Researchers have worked out why ankylosaur fossils are usually discovered upside-down. DEAN MOUHTAROPOULOS/GETTY IMAGES

Ankylosaurs are odd-looking, even by dinosaur standards: They’re squat and fat, with armored backs and, usually, tail clubs. But for many scientists, there’s another reason these creatures stand out—most are fossilized upside-down. The reason for this strange orientation was a mystery for decades, but thanks to an unusual collaboration between paleontologists and armadillo experts, we may finally have an answer—and it all comes down to bloated, floating dinosaur carcasses.

Since the 1930s, paleontologists have suspected something funny about ankylosaurs’ physiology or behavior led to their belly-up preservation. But although several theories have been put forward, none has been proved.
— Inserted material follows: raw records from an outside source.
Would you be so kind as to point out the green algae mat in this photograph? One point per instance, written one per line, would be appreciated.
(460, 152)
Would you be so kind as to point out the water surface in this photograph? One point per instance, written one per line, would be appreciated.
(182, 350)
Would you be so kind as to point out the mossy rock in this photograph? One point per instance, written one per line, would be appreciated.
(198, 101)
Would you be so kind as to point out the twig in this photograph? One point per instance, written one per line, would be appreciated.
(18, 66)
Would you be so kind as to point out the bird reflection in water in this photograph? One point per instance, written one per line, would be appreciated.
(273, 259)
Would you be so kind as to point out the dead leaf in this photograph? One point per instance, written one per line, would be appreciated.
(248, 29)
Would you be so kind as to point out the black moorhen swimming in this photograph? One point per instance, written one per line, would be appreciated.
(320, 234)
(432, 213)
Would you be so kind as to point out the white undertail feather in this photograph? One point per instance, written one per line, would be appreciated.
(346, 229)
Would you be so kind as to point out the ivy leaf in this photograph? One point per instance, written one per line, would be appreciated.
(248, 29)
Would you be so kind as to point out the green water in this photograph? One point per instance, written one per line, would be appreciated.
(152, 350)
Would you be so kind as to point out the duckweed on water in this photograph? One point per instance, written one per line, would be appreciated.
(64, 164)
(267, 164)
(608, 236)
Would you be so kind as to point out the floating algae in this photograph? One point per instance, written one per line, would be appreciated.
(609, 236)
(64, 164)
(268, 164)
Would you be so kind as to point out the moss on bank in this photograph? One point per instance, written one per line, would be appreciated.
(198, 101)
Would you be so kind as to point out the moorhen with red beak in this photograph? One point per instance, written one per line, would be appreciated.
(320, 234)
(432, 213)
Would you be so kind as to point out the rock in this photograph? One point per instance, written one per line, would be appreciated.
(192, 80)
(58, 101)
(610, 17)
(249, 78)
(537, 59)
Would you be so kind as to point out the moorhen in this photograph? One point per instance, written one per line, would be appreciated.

So Jordan Mallon, a dinosaur paleontologist at the Canadian Museum of Nature in Ottawa, decided to test each of these theories and try to solve the mystery.

First, Mallon’s team wanted to make sure that the common wisdom on ankylosaur orientation wasn’t just an old wives’ tale. After examining 36 ankylosaurs from the province of Alberta in Canada, along with photos and field notes of the excavations, they found that 26 were discovered upside-down—more than would be expected by chance.
The team then turned its attention to the four theories. One, that ankylosaurs simply fell down hills and ended up on their backs, was easy to discount: “If ankylosaurs were universally clumsy, then you wouldn’t expect them to stick around for 100 million years,” Mallon says. Likewise, the researchers found no support for the theory that predators flipped ankylosaurs over to access their delicious underbellies. Teeth marks were only present on one of the specimens they examined.

The “armadillo roadkill model” proved trickier. Because armadillos found on the side of the road supposedly swell up with gases as they decompose, tipping them onto their backs, the same could be true of ankylosaurs. Mallon enlisted the help of armadillo experts Colleen McDonough and Jim Loughry at Valdosta State University in Georgia who spent 3 months surveying armadillo carcasses by the side of the road. The husband-and-wife team would set off at sunrise, McDonough says, before roadkill had become “pancaked” or had been pecked to pieces by vultures. With help from family and friends who sent tip-offs about the location of fresh carcasses (“we call them our network,” McDonough says), the duo recorded the orientation of 174 armadillos—and found no indication that they regularly ended up on their backs.

On the roads, dead armadillos could be moved into their final resting places by scavengers or vehicles, so the scientists also decided to bring some fresh carcasses home, leaving them in their garden to see what would happen as they decomposed. In the paper, the pair thanks their understanding neighbors. “There was a prevalent stench coming from the corner of our yard where we meet three other yards—and no one said a word,” McDonough says. But none of the armadillos placed on their stomachs rolled over, again suggesting that this model didn’t hold up to scrutiny.

Finally, the researchers examined the “bloat-and-float” model, which proposes that the bodies of ankylosaurs got washed into rivers or the sea, where they bloated and became unstable, flipping upside-down and eventually sinking or being deposited in the river bank. Mallon’s co-author Donald Henderson at the Royal Tyrrell Museum in Drumheller, Canada, created 3D digital models representing the two families of ankylosaur, the ankylosaurids and the nodosaurids. The team fleshed these out with estimations of the dinosaurs’ physical characteristics like lung capacity and bone density. They also created bloated versions of the same dinosaurs, inflating the animals’ stomachs like balloons. They then placed the models in virtual water, and looked at how easily they tipped over.

The nodosaurid model was very unstable: Tipping it merely 1° caused it to turn upside-down, whether it was bloated or not. The ankylosaurid was more resistant, requiring a much larger tilt before it would flip over. Still, says Mallon, a big wave or a predator could easily be enough to force the dinosaur onto its back, especially after bloating. That meant the bloat-and-float model was the only theory that held any water, the team reports this month in the journal Palaeogeography, Palaeoclimatology, Palaeoecology.

Victoria Arbour, a vertebrate paleontologist at the Royal Ontario Museum and the University of Toronto in Canada who was not involved in the research, says that the study “reasonably seals the deal” on the long-standing mystery. She adds that she admires the scientists’ approach to the research. “I always really like it in paleontology when we can use totally independent lines of evidence like that to tell a bigger story,” she says. Mallon agrees: “It’s pretty rare that the scientific method plays out so cleanly in practice, but I think this is a nice case where it does.”